# You HAVE to see this!



## Stephen W. (Jun 7, 2006)

I just got this link off of the gobyfish forum.
Online video of a lap-taper, Eric Mongrain.
It's just *Un-friggin' *real!! 
Think Jeff Healy meets Preston Read, Very well played!
If I understand the posts he's from Quebec. 
If he comes to Odessa for the competition this weekend the rest of us can all go home....

If you're on dial-up then right click the link under the video box that says:
_*Trouble playing the video? Click here to download the original.*_
Then select _save target _as and wait for it download. It'll take a while even though it's only three minutes long. But believe me, it's well worth it.

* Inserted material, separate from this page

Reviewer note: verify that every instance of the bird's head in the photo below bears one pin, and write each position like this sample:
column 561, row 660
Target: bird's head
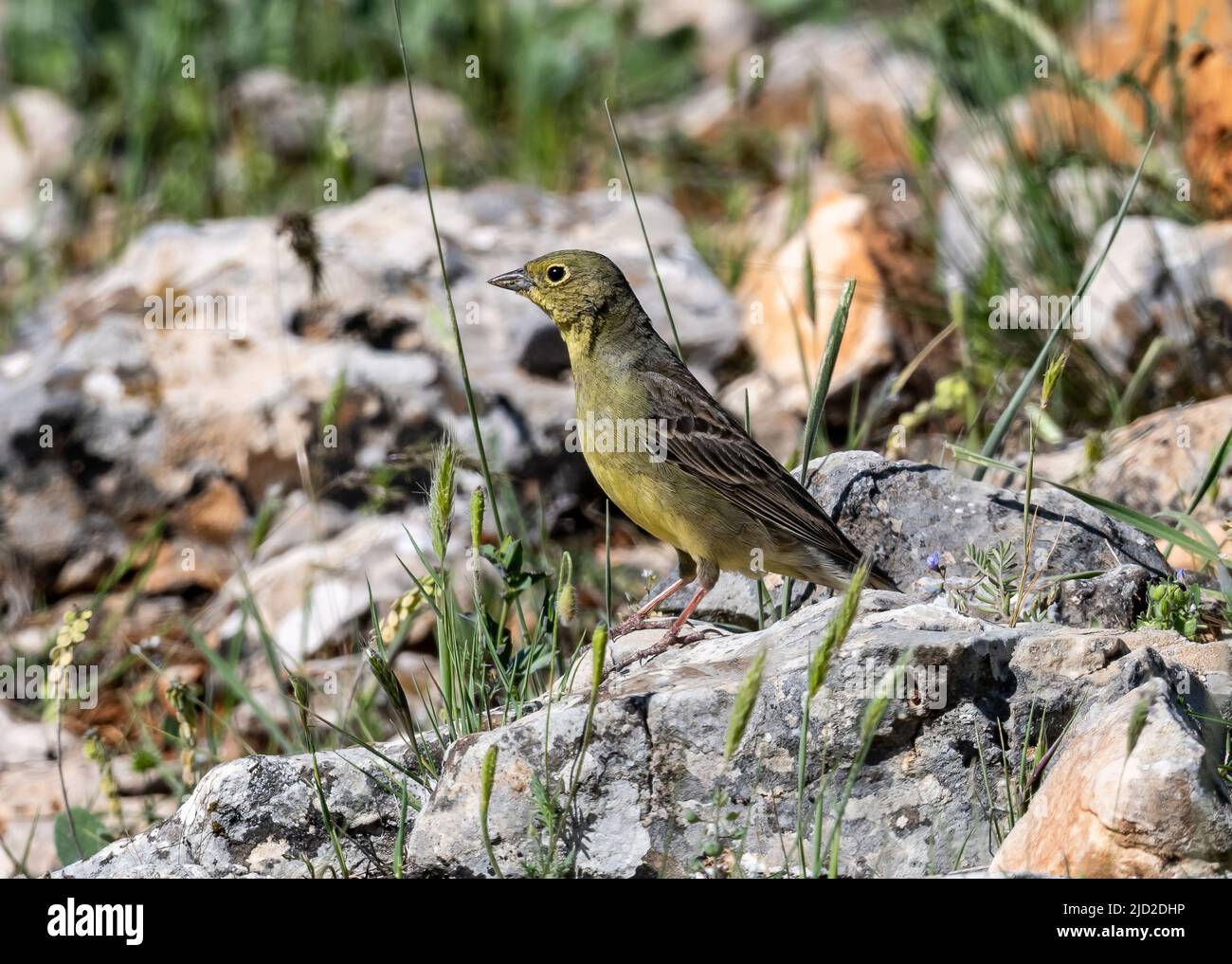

http://www.spikedhumor.com/articles/42142/Guitar_Tapping.html

Eric's web site.


----------



## Xanadu (Feb 3, 2006)

HA! I already posted this:2guns:


----------



## Stephen W. (Jun 7, 2006)

Xanadu said:


> HA! I already posted this:2guns:


OH, you did? Kewl... WHERE?? :confused-smiley-010 

....surf...

....searching...

....searching some more...

ooh there it is... 
No,you didn't post it. You buried it! How's anyone suppose to find it down there?
Lets see, he's playing *MUSIC* on an *ACOUSTIC GUITAR *and you filed it under what topic? *Have Your Say (Non Music Related)* Hmmmmmm, ya that fits... *NOT!*

I'm glad you found this guy 'cause I do think he's very talented but if I hadn't seen the post on Gobyfish I'd never known about him.

I don't mean to come down on you it's just that for some one who posts as much as you do I'd have thought you (or the admin) would have placed it in a more appropriate category. Or am I missing something?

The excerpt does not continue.